Quite the opposite. It’s an asset. Maybe even a superpower.
Because when we know who we are, we’re not easily threatened or thrown off course by inaccurate reflections in the mirror of the world’s expectations. If people’s feedback doesn’t track with who we know ourselves to be, their words simply slide right off us like a loose sock.
As we’re truly secure in yourself, we alone can figure out how to take care of our needs and wants without society’s preconceived notions influencing our decisions.
Hobbes’s famous proverb, scientia potential est, or knowledge is power, comes into play here.
Particularly as it relates to knowledge of the self. The more we can understand own sensations, thoughts, beliefs, and other mental states, the better.
The nature of our acquaintance with our unique mental, physical, emotional and spiritual reality is the ultimate form of leverage.
What’s fascinating is, a person can deepen their identity awareness virtually anytime, anywhere.
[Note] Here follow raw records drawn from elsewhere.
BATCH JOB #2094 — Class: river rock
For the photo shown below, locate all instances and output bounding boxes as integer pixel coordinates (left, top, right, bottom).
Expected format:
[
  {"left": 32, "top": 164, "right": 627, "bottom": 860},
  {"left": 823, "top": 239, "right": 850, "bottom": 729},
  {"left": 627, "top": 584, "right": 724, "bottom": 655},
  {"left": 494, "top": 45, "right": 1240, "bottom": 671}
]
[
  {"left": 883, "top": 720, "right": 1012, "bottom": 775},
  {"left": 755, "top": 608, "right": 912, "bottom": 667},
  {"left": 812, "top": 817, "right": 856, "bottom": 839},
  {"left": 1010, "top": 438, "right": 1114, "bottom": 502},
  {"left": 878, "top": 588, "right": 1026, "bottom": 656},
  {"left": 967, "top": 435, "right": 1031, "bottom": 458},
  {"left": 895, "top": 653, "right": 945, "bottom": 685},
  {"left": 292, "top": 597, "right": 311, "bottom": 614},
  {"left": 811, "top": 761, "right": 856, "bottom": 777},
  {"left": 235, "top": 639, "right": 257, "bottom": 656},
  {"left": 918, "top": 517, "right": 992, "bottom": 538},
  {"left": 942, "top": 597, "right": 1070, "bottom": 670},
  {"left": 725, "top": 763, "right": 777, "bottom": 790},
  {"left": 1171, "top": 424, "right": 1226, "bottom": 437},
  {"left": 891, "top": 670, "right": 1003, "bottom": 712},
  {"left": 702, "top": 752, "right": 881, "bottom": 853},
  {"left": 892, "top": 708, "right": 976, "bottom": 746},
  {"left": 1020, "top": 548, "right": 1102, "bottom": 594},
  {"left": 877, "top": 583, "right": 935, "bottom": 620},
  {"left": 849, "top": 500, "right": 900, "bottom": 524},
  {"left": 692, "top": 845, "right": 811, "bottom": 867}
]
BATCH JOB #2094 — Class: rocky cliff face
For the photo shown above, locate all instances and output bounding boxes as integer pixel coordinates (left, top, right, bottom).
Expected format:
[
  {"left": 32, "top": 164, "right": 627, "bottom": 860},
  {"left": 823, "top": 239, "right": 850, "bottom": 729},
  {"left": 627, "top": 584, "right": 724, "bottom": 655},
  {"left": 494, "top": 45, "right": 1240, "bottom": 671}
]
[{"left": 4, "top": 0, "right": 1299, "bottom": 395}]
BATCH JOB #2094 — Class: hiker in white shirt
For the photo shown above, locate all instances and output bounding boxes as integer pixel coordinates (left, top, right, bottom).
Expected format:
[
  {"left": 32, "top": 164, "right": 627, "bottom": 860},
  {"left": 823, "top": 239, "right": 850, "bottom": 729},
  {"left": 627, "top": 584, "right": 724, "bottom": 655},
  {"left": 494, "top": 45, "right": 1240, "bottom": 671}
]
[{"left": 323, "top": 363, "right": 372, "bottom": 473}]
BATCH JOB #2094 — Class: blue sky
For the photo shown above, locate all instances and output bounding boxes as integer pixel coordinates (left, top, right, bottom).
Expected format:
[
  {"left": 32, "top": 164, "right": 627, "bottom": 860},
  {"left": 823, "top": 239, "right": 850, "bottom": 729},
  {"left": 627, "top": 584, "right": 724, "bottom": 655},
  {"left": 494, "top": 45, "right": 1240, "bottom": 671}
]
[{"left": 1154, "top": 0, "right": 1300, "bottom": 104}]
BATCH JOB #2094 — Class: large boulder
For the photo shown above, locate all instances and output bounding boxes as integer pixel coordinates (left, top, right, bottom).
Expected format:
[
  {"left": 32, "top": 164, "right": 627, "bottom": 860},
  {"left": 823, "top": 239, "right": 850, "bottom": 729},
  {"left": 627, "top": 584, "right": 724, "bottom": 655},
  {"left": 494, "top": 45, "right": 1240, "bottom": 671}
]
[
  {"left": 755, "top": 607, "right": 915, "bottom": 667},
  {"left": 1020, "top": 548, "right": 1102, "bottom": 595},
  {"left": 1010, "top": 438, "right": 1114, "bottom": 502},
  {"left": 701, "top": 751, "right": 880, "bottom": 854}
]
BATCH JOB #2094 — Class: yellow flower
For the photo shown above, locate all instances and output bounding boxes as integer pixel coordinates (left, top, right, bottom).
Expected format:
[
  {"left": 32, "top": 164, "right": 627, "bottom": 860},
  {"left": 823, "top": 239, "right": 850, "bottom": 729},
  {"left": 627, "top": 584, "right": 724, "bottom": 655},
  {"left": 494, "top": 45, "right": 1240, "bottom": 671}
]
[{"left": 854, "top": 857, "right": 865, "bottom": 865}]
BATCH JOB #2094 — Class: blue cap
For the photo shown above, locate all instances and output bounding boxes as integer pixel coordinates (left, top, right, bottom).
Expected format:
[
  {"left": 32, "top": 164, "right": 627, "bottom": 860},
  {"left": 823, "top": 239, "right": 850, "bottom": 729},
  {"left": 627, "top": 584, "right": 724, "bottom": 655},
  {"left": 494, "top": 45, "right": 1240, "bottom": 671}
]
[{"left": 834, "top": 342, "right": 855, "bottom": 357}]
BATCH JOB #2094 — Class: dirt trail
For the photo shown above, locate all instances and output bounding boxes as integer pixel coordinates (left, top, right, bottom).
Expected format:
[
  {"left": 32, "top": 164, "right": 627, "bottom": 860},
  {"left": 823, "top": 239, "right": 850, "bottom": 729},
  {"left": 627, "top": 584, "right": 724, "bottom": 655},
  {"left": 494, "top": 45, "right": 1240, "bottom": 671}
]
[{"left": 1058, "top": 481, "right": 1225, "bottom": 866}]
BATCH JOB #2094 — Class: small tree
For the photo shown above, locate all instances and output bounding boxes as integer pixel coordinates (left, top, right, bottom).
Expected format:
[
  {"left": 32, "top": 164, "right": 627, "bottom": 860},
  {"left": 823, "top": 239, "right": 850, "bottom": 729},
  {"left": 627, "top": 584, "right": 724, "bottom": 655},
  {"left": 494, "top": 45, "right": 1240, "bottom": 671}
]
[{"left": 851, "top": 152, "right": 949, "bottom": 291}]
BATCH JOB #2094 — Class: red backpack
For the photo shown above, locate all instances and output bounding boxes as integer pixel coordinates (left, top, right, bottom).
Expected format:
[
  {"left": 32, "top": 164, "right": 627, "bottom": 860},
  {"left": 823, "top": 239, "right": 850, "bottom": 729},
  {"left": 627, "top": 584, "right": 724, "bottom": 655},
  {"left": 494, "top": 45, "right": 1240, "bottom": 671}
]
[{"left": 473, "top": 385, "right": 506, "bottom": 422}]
There is no task, project, activity, endeavor or interaction in which we can’t learn about ourselves. Not if our intention is to walk away with some parcel of new knowledge.
I remember when I spent two weeks traveling through the desert, shooting footage for my silent western movie. The process was adventurous, exhausting and rewarding in ways I didn’t expect.
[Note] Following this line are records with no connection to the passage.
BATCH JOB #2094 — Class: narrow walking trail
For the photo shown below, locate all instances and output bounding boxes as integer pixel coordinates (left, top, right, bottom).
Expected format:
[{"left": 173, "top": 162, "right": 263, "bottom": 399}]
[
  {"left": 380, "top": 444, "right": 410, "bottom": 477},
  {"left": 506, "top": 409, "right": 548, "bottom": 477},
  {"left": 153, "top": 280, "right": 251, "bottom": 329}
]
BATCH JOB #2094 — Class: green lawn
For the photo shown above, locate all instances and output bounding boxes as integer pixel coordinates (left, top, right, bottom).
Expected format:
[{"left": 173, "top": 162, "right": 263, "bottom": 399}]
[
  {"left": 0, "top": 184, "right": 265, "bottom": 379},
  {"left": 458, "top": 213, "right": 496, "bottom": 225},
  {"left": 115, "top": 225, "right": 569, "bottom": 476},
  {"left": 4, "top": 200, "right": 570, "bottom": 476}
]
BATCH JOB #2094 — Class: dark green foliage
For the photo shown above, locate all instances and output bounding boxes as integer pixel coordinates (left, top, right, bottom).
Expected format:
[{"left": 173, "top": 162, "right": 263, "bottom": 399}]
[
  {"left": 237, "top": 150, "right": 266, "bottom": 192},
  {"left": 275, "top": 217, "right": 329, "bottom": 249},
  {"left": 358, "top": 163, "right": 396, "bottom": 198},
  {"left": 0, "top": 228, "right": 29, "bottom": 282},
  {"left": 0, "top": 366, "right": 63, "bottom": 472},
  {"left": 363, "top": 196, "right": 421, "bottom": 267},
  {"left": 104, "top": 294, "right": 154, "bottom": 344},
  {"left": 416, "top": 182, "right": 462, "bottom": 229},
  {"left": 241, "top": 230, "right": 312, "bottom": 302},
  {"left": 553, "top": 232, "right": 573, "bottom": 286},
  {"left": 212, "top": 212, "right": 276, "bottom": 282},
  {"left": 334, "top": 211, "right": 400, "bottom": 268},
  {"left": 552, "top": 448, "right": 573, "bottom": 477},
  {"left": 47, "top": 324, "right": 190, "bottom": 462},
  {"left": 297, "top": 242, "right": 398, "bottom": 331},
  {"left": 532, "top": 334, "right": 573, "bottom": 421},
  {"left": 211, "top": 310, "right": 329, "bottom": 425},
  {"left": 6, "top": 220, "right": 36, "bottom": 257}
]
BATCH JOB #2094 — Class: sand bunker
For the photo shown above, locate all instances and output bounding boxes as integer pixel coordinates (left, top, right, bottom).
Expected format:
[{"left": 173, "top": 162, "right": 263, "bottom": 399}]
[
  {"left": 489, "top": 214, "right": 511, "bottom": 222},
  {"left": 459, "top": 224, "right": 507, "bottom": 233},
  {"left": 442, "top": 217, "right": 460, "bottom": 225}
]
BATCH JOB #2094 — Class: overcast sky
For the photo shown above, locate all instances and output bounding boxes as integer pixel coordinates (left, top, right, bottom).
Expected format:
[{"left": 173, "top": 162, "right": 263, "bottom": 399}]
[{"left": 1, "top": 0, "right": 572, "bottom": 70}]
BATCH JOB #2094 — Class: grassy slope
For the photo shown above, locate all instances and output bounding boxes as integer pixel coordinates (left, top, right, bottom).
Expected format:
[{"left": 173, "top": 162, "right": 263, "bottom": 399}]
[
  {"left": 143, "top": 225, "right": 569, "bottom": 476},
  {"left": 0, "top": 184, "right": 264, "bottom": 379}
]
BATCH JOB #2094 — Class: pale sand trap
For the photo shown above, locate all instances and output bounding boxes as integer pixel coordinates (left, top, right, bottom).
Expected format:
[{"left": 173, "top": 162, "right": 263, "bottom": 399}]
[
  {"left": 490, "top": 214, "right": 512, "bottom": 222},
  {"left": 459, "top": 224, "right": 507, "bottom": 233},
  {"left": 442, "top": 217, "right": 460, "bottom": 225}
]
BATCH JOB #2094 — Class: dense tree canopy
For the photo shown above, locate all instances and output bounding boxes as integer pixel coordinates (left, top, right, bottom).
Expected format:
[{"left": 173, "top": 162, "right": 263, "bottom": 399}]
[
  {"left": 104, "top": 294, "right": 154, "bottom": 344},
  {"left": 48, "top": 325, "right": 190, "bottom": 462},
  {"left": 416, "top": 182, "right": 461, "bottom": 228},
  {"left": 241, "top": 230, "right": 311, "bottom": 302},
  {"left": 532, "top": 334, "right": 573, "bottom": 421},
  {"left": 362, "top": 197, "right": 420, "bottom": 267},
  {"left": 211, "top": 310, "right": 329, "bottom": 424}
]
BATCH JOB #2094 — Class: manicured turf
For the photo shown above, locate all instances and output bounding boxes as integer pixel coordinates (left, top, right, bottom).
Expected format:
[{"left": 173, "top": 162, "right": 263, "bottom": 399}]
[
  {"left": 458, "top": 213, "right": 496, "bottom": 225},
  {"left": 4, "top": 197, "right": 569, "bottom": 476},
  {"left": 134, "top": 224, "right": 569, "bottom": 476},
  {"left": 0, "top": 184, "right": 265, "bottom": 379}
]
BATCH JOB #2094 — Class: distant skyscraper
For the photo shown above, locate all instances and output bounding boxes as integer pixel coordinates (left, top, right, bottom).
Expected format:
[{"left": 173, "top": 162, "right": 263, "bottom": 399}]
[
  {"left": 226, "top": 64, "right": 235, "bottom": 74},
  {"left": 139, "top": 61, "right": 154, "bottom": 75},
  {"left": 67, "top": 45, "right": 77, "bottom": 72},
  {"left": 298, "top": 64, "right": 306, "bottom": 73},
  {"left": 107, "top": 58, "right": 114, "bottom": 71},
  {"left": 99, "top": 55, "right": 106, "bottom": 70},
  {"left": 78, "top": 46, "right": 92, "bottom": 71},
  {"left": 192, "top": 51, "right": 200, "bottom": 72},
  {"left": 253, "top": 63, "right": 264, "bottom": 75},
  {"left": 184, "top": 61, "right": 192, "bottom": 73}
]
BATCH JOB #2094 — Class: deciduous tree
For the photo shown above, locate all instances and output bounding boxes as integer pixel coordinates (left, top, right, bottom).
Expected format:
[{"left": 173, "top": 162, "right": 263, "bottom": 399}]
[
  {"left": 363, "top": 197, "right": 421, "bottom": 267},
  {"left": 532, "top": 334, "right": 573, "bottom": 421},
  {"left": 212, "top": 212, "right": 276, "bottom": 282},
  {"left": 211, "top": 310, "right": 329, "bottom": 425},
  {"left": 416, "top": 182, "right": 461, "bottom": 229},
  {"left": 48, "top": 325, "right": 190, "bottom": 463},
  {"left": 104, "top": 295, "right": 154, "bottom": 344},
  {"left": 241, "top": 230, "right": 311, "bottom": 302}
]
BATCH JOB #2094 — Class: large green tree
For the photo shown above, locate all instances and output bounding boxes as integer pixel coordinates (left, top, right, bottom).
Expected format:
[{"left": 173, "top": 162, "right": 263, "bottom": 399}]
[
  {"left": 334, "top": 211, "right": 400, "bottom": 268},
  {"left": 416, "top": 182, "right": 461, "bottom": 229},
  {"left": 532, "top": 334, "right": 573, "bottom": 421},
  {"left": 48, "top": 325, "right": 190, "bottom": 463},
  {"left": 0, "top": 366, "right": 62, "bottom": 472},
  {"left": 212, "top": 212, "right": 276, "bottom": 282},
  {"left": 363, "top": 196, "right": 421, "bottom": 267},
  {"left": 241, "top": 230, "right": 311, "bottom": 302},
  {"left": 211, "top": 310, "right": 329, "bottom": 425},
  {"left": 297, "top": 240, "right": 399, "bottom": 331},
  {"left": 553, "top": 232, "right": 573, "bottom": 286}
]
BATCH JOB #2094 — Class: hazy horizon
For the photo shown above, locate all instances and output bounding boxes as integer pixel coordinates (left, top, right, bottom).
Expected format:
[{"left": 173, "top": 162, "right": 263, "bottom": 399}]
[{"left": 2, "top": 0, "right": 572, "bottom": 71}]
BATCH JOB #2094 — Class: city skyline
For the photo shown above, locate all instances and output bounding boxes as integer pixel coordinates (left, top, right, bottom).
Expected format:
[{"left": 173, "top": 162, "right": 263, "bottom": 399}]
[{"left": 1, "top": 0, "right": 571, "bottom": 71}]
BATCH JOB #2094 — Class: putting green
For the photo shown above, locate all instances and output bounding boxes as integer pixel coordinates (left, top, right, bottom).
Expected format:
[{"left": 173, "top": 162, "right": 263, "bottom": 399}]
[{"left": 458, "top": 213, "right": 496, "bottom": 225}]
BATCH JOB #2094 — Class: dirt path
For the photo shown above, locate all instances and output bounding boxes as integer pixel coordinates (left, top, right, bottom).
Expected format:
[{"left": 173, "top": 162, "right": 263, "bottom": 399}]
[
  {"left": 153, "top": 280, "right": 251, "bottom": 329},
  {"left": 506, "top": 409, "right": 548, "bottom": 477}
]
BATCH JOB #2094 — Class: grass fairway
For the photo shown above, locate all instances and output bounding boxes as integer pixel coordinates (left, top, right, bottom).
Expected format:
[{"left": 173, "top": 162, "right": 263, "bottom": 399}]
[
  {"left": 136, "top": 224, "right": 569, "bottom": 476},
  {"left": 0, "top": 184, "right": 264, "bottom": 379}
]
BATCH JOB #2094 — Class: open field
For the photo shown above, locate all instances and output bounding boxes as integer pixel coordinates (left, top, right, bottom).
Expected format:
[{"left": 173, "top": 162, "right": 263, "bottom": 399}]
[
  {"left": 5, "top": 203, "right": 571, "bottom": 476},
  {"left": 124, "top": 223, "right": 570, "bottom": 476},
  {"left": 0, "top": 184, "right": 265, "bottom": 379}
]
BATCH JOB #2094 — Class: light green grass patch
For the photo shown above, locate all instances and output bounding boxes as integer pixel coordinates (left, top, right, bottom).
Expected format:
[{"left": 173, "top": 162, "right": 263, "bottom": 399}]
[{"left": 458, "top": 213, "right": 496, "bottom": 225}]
After all, I’d made movies before, but always with the help of cameramen, directors and other technical support. For this project, my goal was to see if I could do everything. To go full auteur and actually operate the camera itself.
Turns out, it’s harder than it looks. You would be surprised just how physically demanding that job is.
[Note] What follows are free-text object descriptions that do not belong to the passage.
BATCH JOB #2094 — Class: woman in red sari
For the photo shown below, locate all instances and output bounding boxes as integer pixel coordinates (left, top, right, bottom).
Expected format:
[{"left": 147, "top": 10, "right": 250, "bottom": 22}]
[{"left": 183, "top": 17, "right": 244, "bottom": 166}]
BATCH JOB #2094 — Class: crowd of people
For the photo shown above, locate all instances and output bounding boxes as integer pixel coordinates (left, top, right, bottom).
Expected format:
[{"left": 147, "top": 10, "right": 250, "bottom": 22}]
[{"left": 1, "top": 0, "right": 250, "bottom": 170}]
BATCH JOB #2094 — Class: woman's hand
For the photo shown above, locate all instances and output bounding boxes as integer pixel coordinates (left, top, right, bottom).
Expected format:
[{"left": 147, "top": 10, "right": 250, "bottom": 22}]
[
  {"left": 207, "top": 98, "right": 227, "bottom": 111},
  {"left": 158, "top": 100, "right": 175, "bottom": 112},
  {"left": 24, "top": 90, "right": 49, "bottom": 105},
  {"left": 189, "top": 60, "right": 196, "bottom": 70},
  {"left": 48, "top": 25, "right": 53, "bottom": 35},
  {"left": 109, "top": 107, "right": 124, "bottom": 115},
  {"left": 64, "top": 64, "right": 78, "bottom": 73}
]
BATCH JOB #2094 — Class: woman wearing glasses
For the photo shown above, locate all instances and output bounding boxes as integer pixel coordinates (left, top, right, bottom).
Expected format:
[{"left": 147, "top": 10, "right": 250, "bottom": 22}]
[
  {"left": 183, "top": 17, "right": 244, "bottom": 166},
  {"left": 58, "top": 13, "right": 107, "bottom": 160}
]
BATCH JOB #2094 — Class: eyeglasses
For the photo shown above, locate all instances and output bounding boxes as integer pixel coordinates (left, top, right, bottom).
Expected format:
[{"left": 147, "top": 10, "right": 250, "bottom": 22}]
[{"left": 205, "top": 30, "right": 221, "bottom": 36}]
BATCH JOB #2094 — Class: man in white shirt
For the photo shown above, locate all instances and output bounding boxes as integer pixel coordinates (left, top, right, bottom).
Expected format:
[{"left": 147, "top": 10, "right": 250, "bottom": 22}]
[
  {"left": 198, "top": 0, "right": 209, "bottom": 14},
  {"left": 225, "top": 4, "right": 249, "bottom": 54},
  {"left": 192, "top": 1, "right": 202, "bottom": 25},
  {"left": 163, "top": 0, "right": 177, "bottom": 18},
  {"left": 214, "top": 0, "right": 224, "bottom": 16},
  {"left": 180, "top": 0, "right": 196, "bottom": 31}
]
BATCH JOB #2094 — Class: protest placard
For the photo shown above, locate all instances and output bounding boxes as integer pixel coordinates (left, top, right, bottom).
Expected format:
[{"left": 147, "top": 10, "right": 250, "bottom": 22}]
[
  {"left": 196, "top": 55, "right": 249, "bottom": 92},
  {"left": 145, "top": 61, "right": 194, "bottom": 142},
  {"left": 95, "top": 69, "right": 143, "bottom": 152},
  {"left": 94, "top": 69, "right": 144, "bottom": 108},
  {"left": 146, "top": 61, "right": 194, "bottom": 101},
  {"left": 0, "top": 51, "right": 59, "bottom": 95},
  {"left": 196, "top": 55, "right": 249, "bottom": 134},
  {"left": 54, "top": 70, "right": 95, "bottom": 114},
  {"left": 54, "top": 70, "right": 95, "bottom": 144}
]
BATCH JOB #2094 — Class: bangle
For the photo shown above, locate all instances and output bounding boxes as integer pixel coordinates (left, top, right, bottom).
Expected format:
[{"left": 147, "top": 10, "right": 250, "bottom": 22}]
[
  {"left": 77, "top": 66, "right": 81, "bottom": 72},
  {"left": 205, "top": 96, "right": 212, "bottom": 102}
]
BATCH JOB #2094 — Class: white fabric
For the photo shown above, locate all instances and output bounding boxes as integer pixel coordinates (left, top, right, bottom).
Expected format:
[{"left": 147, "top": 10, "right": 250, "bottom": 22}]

My knees were aching. It was a hundred degrees every day, plus high elevation, which meant I would sweat through all my clothes after an hour of filming.
Good times. Mad respect for people who do this for a living.
But my biggest knowledge gain from the shoot wasn’t just the technical aspects of composition, lighting, movement and camera angles.
I walked away from the experience with deeper awareness of my own identity. It was the most inspiring thing. Every day I crawled around on my hands and knees in the hot desert dirt, trying to find beautiful and interesting moments to capture, I kept thinking to myself, wow, this is so me.
- My seven year old self is giddy with anticipation right now, since that’s when I first fell in love with western films.
- My seventeen year old self feels energized with this sense of artistic vision, because that’s the time in my life when I really began honing my identity as an artist.
- The twentysomething version of me, who came into his own as an entrepreneur and professionalized his creative practice. That guy is doing some serious mental backflips while shooting this movie.
- My thirty year old self who finally learned how to relax and to optimize artmaking for joy, meaning and fulfillment, rather than dysfunctional and workaholic career advancement.
Shooting this western film felt like the embodiment, the apotheosis of a human experience. It was a visual experience of summarizing myself. There’s no other way I can explain it.
Grandiose and narcissistic as it all sounds, somehow walking around the mountains with a camera gifted me with this closer grasp of the truth, and of the reality of the world that I lived in. I felt powerful in a new and exciting way. Who cares if anyone ever even saw the final product? The movie was just the artifact. The real story was the validation of self that occurred along the way.
It’s like my mentor always used to tell me, first you write the book, then the book writes you.
How has knowledge of who you are given you power? What recent experience afforded you greater identity awareness?